MariaDB Vector in Laravel: insights on choosing an embedding model
laravel-mariadb-vector is an open-source project by Erik Ros, bringing MariaDB’s native vector search to Laravel’s Eloquent ORM. In his guest post, Erik shares how it works, and his insights about picking an embedding model.
I maintain laravel-mariadb-vector, a small open source package that brings MariaDB’s native vector search to Laravel’s Eloquent ORM. It’s my first open source project, it has over 100 installs, no marketing budget, and it exists because I needed it.

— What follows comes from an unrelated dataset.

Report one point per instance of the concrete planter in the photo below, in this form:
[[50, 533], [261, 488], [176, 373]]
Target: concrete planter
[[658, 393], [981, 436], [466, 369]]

This post is a quick introduction and an experiment with 2,942 job titles in English and Dutch that shows why the embedding model you pick and how you use it matters far more than you might expect.
The gist
- Why vector search in MariaDB
- How to use the package: migration, model, similarity query
- The experiment: how much model choice, prompting, and language impact retrieval quality
Why MariaDB for vectors
I am a LAMP guy (Linux Apache MySQL PHP). Well, back in the day I was, now the stack includes Nginx and MariaDB. I like to build REST backends in Laravel. Last year, I wanted to do some stuff where semantic search/matching might work well: for a recruitment platform I needed to match candidates to job openings, for an AI newsroom, I used it for subject matching and dedup and I am also building Archivus, an open-source air-gapped document archive with RAG search (in development). All applications that would benefit from embeddings stored with the application data.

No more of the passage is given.